Dalam persidangan, sebagai terdakwa Arthur mencoba menghindari hukuman mati yang akan mengakhiri kemungkinan adanya film “Joker 3”.

Banyak perbincangan tentang penyakit mental Arthur muncul, yang menimbulkan pertanyaan tentang apa yang telah dialaminya?

Arthur Fleck Mengidap Gangguan Neurologis Akibat Cedera Otak

Menariknya, baik “Joker” maupun “Joker 2” tidak secara eksplisit menyebutkan gangguan atau penyakit mental apa yang diderita Arthur.

Ia sering ditampilkan, terutama di film pertama, menderita kejang-kejang karena tertawa, apa pun situasinya. Arthur bahkan memiliki kartu untuk menjelaskan hal ini kepada orang-orang di depan umum.

Meskipun tidak pernah terlihat penyakit apa yang disebutkan kartu tersebut untuk menjelaskan kondisi Arthur.

Dengan demikian, banyak spekulasi mengenai subjek ini datang dari luar cerita film tersebut.

Seperti yang dimuat di situs web National Library of Medicine, telah banyak spekulasi bahwa Arthur memiliki kelainan neurologis yang disebut efek pseudobulbar dalam Joker dan Joker 2 yang diakibatkan oleh cedera otak dan menyebabkannya tertawa terbahak-bahak.

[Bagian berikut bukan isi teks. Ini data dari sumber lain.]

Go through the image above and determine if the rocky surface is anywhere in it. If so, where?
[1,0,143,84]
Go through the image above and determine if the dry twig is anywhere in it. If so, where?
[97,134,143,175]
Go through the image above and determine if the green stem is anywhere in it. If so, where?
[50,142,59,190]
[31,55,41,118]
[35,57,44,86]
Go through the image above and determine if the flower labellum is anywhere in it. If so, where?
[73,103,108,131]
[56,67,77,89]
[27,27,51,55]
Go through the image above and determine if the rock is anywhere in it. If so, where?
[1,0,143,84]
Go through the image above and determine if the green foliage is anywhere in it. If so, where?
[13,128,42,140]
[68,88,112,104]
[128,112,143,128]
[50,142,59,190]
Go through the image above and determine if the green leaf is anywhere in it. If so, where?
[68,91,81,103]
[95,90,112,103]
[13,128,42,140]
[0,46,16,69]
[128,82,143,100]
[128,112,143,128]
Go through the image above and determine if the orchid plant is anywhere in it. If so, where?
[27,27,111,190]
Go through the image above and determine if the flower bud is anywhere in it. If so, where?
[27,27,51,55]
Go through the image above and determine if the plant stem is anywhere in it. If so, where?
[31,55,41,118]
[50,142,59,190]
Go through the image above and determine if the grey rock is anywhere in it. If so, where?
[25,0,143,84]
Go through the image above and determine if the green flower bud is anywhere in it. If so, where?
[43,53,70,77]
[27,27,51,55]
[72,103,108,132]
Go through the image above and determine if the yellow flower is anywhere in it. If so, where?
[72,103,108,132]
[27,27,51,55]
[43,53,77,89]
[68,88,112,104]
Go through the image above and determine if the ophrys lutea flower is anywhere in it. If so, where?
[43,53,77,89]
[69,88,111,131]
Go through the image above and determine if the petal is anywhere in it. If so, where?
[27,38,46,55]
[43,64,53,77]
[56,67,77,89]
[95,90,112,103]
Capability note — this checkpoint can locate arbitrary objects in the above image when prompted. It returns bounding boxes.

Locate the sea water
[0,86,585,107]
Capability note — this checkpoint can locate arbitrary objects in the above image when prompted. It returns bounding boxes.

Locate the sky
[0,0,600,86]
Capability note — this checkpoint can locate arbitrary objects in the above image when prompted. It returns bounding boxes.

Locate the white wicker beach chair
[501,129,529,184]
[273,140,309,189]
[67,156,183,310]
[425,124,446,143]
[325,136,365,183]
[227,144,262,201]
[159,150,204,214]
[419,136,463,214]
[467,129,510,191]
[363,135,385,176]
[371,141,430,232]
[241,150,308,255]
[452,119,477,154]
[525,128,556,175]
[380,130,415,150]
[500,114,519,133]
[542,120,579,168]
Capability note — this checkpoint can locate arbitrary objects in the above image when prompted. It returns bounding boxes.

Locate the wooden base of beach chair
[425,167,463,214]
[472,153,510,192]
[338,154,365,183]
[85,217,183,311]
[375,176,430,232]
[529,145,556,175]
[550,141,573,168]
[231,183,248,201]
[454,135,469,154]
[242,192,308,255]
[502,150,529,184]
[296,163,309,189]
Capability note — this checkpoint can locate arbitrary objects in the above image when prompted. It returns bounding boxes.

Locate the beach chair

Perlu dicatat bahwa kelainan neurologis berasal dari trauma pada otak dan dengan demikian berbeda dari penyakit mental, yang berasal dari pikiran, perasaan, dan faktor lingkungan.

Penyakit Mental Arthur Fleck yang Sebenarnya Tidak Pernah Terkonfirmasi

Namun, seperti yang disinggung, ini semua hanyalah spekulasi. Dalam “Joker” dan “Joker 2”, tidak pernah dipastikan apa sebenarnya penyakit Arthur, baik mental maupun lainnya.

Meski begitu, “Joker: Folie à Deux” mencakup beberapa eksplorasi menarik tentang hal ini. Film ini terutama berpusat di sekitar persidangan Arthur atas pembunuhan yang dilakukannya dalam pendahulunya.

Tentu saja, ia memiliki pengacara untuk membelanya. Pengacara ini, Maryanne, dan dokter Arthur mencoba meyakinkan juri bahwa Arthur memiliki gangguan identitas disosiatif (DID) dan bahwa Joker adalah kepribadian yang sama sekali berbeda yang berbagi tubuh Arthur.

Dent memanggil dokter lain ke mimbar yang bersikeras bahwa Arthur tidak menderita DID, dan bahwa tindakannya sebagai Joker adalah akibat dari kecemasan parah, kesepian, dan PTSD.

Di sisi lain persidangan Arthur adalah Harvey Dent, jaksa penuntut. Dent memanggil dokter lain ke mimbar yang menegaskan bahwa Arthur tidak menderita DID.

Dan bahwa tindakannya sebagai Joker adalah akibat dari kecemasan berat, kesepian, dan PTSD dari pelecehan masa kecilnya, tetapi Arthur melakukannya secara sadar dan bukan kepribadian lain.

Secara keseluruhan, “Joker: Folie à Deux” melanjutkan aspek kesehatan mental yang ditampilkan dalam film pertama, meskipun tidak menjelaskan lebih konkret mengenai kondisi Arthur Fleck sebenarnya.